A0592
Title: Estimation and inference on the partial volume under the ROC surface
Authors: Katherine Young - University of Kansas Medical Center (United States) [presenting]
Leonidas Bantis - University of Kansas Medical Center (United States)
Abstract: Summary measures of biomarker accuracy that employ the receiver operating characteristic (ROC) surface have been proposed for biomarkers that classify patients into one of three groups: healthy, early-stage, or advanced-stage disease. The well-known volume under the ROC surface (VUS) summarizes the overall discriminatory ability of a biomarker in such configurations. However, the VUS includes thresholds associated with clinically irrelevant true classification rates (TCRs). For example, due to the lethal nature of pancreatic cancer, thresholds associated with a low TCR for identifying patients with pancreatic cancer may be undesirable and not appropriate for use in a clinical setting.
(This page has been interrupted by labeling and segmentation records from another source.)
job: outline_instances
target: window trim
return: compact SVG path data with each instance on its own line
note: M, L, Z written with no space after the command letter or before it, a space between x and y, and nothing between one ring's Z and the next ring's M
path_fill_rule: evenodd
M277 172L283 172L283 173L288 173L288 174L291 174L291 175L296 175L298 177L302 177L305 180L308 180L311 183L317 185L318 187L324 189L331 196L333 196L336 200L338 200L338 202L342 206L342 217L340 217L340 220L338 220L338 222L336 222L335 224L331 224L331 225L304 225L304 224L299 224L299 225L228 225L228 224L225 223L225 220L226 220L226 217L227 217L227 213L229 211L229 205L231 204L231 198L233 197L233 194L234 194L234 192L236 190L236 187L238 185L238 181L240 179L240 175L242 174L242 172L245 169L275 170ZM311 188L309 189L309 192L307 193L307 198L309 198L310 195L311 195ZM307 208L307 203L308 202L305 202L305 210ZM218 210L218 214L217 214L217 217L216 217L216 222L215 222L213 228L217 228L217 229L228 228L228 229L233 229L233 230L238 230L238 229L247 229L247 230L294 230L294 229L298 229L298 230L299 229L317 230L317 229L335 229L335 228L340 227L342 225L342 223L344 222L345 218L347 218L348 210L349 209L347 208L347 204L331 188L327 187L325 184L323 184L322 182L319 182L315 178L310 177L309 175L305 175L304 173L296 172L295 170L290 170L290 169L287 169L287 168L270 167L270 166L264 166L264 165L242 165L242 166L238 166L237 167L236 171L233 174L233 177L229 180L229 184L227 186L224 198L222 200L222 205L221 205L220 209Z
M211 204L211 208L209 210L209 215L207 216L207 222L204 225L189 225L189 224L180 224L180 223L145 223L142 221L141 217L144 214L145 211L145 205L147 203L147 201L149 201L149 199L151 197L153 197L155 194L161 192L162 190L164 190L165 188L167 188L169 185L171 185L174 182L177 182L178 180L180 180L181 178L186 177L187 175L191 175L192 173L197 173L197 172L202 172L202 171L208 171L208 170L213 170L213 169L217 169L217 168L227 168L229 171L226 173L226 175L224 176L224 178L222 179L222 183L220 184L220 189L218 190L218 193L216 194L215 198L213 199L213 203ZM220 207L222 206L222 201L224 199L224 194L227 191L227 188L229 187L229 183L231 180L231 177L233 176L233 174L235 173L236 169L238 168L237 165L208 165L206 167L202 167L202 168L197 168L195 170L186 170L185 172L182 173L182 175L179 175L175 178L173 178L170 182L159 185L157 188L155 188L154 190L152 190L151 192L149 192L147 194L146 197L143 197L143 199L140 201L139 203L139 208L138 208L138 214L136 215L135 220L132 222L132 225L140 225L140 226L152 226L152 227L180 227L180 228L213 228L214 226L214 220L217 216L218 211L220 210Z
We study the properties of a more focused criterion, the partial volume under the ROC surface (pVUS), that summarizes the diagnostic accuracy of a marker in the three-class setting for regions restricted to only those of clinical interest. We propose methods for estimation and inference of the pVUS under parametric and non-parametric frameworks and apply these methods to the evaluation of potential biomarkers for the diagnosis of pancreatic cancer.